According to the results of a recent Tenable research aimed at discovering why some flaws go unpatched for months and years, vulnerabilities with exploits show roughly the same persistence as those with no available exploit.
“Defenders are still operating as though all vulnerabilities have the same likelihood of exploitation,” says Lamine Aouad, Staff Research Engineer at Tenable.
The research has also revealed that:
- In organizations that have remediated at least one instance of a vulnerability, nearly one-third of all detected vulnerabilities remain open after a year, and over one-quarter are never remediated – and the percentages are similar for vulnerabilities with exploits
- It takes organizations a median of 29 days to assess the existence of a vulnerability in their environment and a median of 40 days to remediate all instances of it
- The most persistent vulnerabilities are:
- Client-side vulnerabilities
- Vulnerabilities in difficult-to-update/upgrade software
- Vulnerabilities with larger affected software lists
“The more operating systems and product versions a vulnerability affects, the harder it is to fix, leading to persistence. A larger list of CPEs would also reflect a bigger volume of assets in many cases and consequently a higher difficulty to remediate comprehensively by just sheer volume,” Aouad told Help Net Security.
“CVE-2018-8353, CVE-2018-8355 and CVE-2018-8373 are remote memory-corruption vulnerabilities, affecting multiple versions of Internet Explorer, which could allow remote attackers to execute arbitrary code. Their persistence is most likely related to the list of CPEs or affected software configurations.”
Only 5.5 percent of organizations remediate more vulnerabilities than they discover during a given timeframe, Tenable found.
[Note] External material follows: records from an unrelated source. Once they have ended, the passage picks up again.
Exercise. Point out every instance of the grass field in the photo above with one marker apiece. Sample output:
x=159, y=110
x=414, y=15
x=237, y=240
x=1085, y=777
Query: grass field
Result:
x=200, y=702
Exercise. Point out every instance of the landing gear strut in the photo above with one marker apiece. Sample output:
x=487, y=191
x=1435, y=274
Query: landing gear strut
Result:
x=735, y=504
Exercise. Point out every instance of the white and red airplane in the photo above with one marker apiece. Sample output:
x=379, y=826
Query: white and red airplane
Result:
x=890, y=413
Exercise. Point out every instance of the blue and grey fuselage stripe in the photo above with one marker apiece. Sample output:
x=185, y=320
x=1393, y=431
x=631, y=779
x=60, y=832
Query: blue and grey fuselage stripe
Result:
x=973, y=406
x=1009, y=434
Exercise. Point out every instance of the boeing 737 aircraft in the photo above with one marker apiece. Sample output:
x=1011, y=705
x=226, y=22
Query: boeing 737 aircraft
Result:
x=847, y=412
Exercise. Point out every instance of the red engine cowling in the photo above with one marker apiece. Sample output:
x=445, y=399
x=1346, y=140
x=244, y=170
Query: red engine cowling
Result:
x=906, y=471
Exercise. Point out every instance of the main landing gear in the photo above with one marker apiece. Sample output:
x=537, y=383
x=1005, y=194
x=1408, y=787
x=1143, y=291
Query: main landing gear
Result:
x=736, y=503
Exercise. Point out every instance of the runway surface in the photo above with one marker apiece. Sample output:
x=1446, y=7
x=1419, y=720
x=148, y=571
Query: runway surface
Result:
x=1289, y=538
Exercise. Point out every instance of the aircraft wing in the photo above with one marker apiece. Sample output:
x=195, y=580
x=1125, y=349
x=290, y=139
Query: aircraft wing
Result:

Whether for the lack of resources, effective remediation processes, or simply the staggering amount of newly disclosed vulnerabilities, most organizations cannot keep up with the flow of vulnerabilities they assess in their environment.
Finding the right approach to vulnerability remediation prioritization
Effective vulnerability remediation prioritization is important, but using vulnerabilities’ CVSS scores as the basis for making decisions is not a good choice, as it does not reflect the risk a vulnerability poses to the organization.
CVSS scores can be one element of an effective prioritization formula, but organizations must also take into consideration factors such as whether a vulnerability:
- Is actively exploited
- Is prevalent in their environment and widely present in other organizations’ environments
- Affects critical assets within their environment
- Is targeted via existing attacker toolkits, etc.